Cross-correlation between the connectivity patterns of all voxels in the seed mask were calculated and used for automatic parcellation (Johansen-Berg et al., 2004; Behrens and Johansen-Berg, 2005). The cross-correlation matrix was fed into k-means segmentation for automated clustering using an algorithm published in Hartigan (1975). Two hundred iterations with a predetermined number of two clusters were performed, resulting in two subsets of seed voxels. This approach minimizes the mean squared difference of each cluster's elements from its centroid, while maximizing the squared difference between cluster centroids (see Fig. 1A for an example of a reordered cross correlation matrix). For final analysis, seed voxel location was taken into account for k-means clustering to ensure contiguous voxel clusters. The algorithm is, however, completely blind to target voxel location, and therefore unbiased in relation to our hypotheses. The initial cluster assignments were randomly determined. To exclude a possibility that the initialization influences the clustering solution, we randomly chose three amygdalae from different individuals and repeated the clustering 1000 times with different random initial cluster assignments. The resulting assignment was congruent across all 1000 repetitions for 99.97%, 100%, and 100% of the voxels, for the three amygdalae, respectively. This shows that in our datasets clustering is independent of the starting points.
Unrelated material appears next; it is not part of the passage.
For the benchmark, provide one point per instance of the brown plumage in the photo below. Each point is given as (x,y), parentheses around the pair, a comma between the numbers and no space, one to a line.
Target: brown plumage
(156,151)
Between-subject alignment.

For display purposes alone, all T1-weighted images from each dataset were brought into a common space using DARTEL (Ashburner, 2007) in SPM8 which allows for improved between-subjects alignment. Based on the estimated deformations, cluster images were then brought into the same space, and overlaid to provide group probability maps.

Statistical analysis.

Probabilistic tractography measures the likelihood of connection between each voxel in each of the two amygdala subregions with each of the two target subregions (Behrens et al., 2003a). These values were extracted, averaged across each cluster, and analyzed in a 2 (seed) × 2 (target) × 2 (hemisphere) ANOVA. Data are displayed as average percentage of traces arriving at the target region.